その一方で、約7万2000人のロシア人俘虜が日本に送られることになった。 俘虜収容所は最大規模の愛媛県の松山収容所のほか、全国29ヵ所に設けられた。 熊本では、将校クラスの俘虜は明午橋通りの「物産館(古城地区から移築されていた洋学校教師館・ジェーンズ邸)」が収容所となった。
一方、下士卒クラスの捕虜は渡鹿練兵場に新たに建てられたバラックに収容され、最終的な熊本での収容人員は計6,003人となった。
「収容所」と聞くと、俘虜に対して人権を無視した過酷な取り扱いをするところのイメージがあるが、そうではなかった。 当時は国際的な戦時の規約である「陸戦の法規慣例に関する条約」があり、日本は明治33年(1900年)、この条約を批准しており、俘虜に対しても博愛的に接する必要があった。 加えて、欧米を中心とする国際社会への新参者であった日本政府は国際世論を有利に導くため、より一層ロシア人俘虜を手厚く遇した。 こうして収容所のロシア人俘虜たちは比較的自由に外出でき、収容所各地の名所旧跡の見学などに赴いたという。 熊本の収容所では、水前寺公園などへの見物や、五高への親睦のための訪問の記録が残っている。
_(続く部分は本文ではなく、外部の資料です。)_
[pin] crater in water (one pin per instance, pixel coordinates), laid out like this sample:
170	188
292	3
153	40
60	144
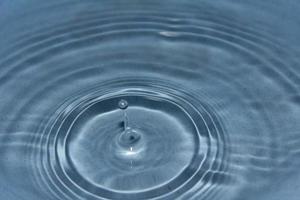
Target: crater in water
140	100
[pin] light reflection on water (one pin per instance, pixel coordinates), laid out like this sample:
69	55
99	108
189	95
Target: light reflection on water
149	100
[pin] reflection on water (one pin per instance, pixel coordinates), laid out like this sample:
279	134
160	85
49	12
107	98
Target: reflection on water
149	100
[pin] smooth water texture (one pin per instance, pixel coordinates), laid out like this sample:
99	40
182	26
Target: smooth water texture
148	99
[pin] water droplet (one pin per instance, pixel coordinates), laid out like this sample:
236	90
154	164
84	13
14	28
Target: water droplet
123	104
約1年半の収容の後、帰国する将校たちとの別れを惜しんで予餞会が催されたりもしている。
このように当時の日本にとってロシア人俘虜の受け入れは「第二の開国」とでも呼ぶべき事態で、異国人を初めて見る民衆の反応、俘虜の脱走事件や遊郭通い、地元民を交えた「捕虜祭り」開催など、地元民の「異文化体験エピソード」も各地に残されているという。